Electrolytic Deionization (EDI) is a rather new technique that essentially regenerates the ion
exchange resin continuously using electricity rather than regeneration chemicals. This process
requires a membrane to separate channels into a permeate and a reject stream. Ions, once
removed from the water onto a resin, are pulled from the resin via a charge across electrodes.
These ions are pulled toward the electrode through the membrane and then into the reject stream,
where they are washed away. EDI usually requires pretreatment with RO to obtain a pure
enough feed stream to prevent fouling from salt formation. This process typically recovers 90 to
95% of the feedwater as permeate water.
Ultraviolet Oxidizers/Sterilizers
Ultraviolet oxidizers/sterilizers (UV) are cylindrical stainless steel flow chambers containing
quartz sleeves with mercury lamps inside. Compression fittings connect the quartz sleeves to
the flow chamber providing a waterproof seal. A perforated baffle surrounds the quartz sleeves
and forces the inlet water to take a tortuous path before exiting. The turbulence created
increases exposure time and surface area to the UV light. Ultraviolet processes serve different
functions in a UPW system depending on their location and the wavelength of light emitted.

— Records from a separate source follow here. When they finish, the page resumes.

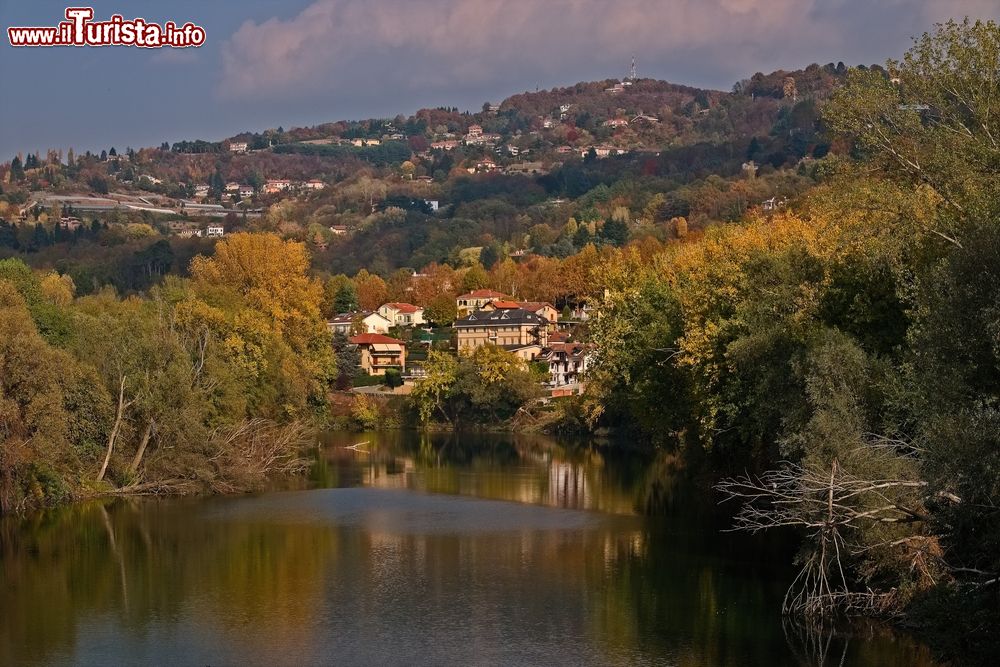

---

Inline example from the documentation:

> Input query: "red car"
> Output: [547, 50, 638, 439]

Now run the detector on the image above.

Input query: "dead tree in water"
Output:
[715, 460, 932, 617]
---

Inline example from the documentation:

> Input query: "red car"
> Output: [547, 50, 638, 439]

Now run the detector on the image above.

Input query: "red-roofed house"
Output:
[539, 342, 593, 387]
[378, 303, 424, 327]
[517, 301, 559, 329]
[455, 289, 507, 317]
[347, 334, 406, 375]
[481, 299, 521, 310]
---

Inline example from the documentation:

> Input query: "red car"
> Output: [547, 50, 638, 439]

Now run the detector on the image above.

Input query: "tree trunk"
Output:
[97, 375, 128, 482]
[128, 419, 156, 475]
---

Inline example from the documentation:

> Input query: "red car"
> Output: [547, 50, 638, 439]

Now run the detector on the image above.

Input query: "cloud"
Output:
[220, 0, 1000, 99]
[149, 48, 201, 65]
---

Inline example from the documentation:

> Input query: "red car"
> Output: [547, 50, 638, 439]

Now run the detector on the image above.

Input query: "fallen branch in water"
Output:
[208, 419, 313, 493]
[344, 440, 370, 454]
[715, 460, 940, 617]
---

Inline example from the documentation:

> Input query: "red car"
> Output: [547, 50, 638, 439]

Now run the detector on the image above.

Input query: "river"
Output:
[0, 432, 935, 667]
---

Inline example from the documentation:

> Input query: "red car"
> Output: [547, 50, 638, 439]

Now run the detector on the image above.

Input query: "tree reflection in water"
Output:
[0, 433, 932, 666]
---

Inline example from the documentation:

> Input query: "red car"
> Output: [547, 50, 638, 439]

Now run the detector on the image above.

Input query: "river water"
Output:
[0, 433, 935, 667]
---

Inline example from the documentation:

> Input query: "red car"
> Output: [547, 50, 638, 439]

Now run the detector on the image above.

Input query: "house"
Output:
[455, 289, 507, 317]
[760, 197, 788, 211]
[468, 157, 499, 174]
[347, 334, 406, 375]
[378, 303, 424, 327]
[480, 299, 520, 311]
[454, 308, 548, 360]
[538, 343, 594, 387]
[326, 310, 392, 336]
[264, 178, 292, 195]
[630, 113, 660, 125]
[481, 299, 559, 330]
[517, 301, 559, 329]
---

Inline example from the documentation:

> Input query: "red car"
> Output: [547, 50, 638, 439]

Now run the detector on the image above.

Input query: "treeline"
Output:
[0, 234, 336, 512]
[585, 21, 1000, 664]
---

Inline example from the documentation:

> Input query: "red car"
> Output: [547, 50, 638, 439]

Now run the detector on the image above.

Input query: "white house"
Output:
[326, 310, 392, 336]
[264, 178, 292, 195]
[378, 303, 424, 327]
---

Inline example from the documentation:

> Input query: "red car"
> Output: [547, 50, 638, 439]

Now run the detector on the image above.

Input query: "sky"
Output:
[0, 0, 1000, 161]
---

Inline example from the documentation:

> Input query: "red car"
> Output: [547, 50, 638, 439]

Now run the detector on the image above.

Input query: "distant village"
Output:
[327, 289, 594, 397]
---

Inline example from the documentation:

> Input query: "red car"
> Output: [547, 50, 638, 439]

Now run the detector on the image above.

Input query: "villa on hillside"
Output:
[454, 308, 548, 360]
[378, 303, 424, 327]
[455, 289, 507, 317]
[326, 310, 392, 336]
[347, 334, 406, 375]
[264, 178, 292, 195]
[481, 299, 559, 330]
[538, 342, 594, 387]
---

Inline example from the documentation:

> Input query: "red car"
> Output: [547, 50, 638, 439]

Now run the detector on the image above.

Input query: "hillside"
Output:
[0, 64, 860, 289]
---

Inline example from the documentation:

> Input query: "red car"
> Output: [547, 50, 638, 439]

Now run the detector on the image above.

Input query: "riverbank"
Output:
[0, 430, 940, 667]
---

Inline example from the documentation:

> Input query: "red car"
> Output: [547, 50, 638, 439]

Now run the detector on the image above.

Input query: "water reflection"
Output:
[0, 434, 933, 665]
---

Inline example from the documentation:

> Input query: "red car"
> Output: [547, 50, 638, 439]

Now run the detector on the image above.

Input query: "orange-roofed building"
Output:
[455, 289, 507, 317]
[347, 334, 406, 375]
[378, 303, 424, 327]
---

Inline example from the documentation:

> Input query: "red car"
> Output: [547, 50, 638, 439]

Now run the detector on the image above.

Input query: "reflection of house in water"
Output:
[549, 461, 590, 509]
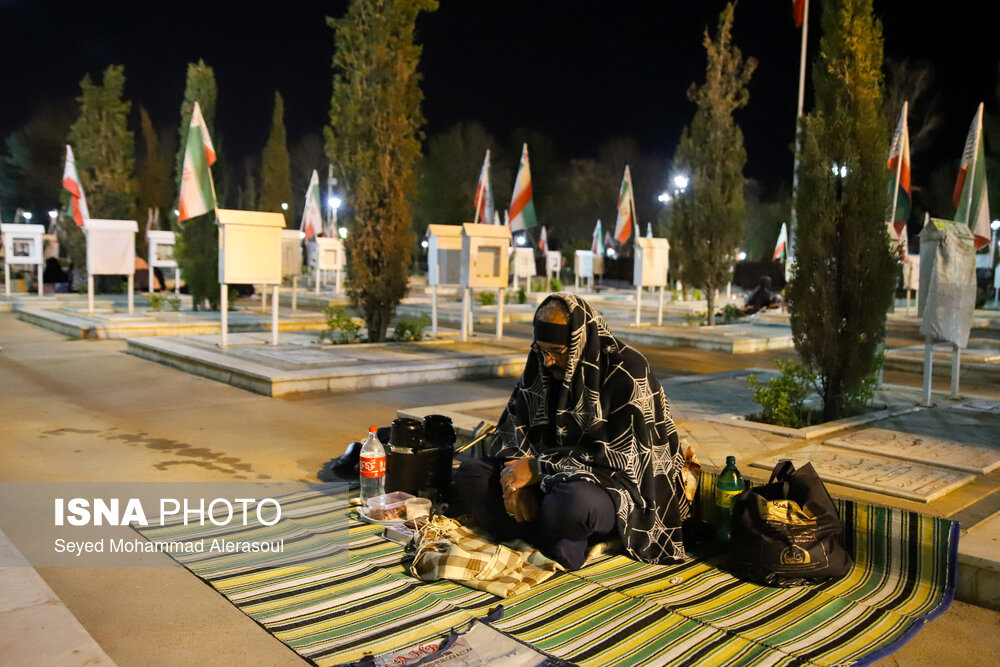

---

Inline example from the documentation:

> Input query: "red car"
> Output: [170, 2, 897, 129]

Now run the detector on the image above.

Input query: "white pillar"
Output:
[924, 336, 934, 408]
[951, 345, 962, 398]
[635, 285, 642, 326]
[265, 285, 279, 345]
[656, 285, 666, 327]
[431, 285, 437, 338]
[497, 287, 504, 340]
[219, 283, 229, 347]
[128, 273, 135, 315]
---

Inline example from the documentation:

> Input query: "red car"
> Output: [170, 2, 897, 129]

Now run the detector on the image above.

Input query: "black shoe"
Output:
[330, 442, 361, 477]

Primary functions include:
 185 nm UV light is typically used for the reduction of organic compounds.
 254 nm UV light is typically used for destruction of bacteria.
 254 nm UV light is typically used for the conversion of ozone and hydrogen peroxide
to dissolved oxygen and water.
All UV sterilization units are intended to provide in excess of 99.5% reduction of biological
organisms.
Ultrafilter Skid
Spiral-wound ultrafilter (UF) membranes are similar to RO membranes. Ultrafilter membranes
have a higher molecular weight cutoff than RO membranes but require less energy to produce
equal volumes of permeate. Ultrafilter membranes are well suited for the removal of colloidal
silica, endotoxins or pyrogens that may be created by other system components located upstream.
They are employed towards the backend of a UPW system for these reasons.
Typical UF membranes are spiral wound and maintain either a 6,000 or 10,000 molecular weight
cut-off (MWCO) range, as opposed to the 100 MWCO for a standard RO membrane. Low
pressure pumps supply the driving force necessary to divide the feedwater stream into two exit
streams. Ninety-five percent of the feedwater is recovered as permeate. The remaining 5% is
collected in the reject manifold but is also of very high quality. This UF reject can be recovered
and sent to the feed water storage tank, or it can be used as feedwater to boilers, fab humidity
control systems, the ion exchange regeneration loop, or other systems requiring high purity water.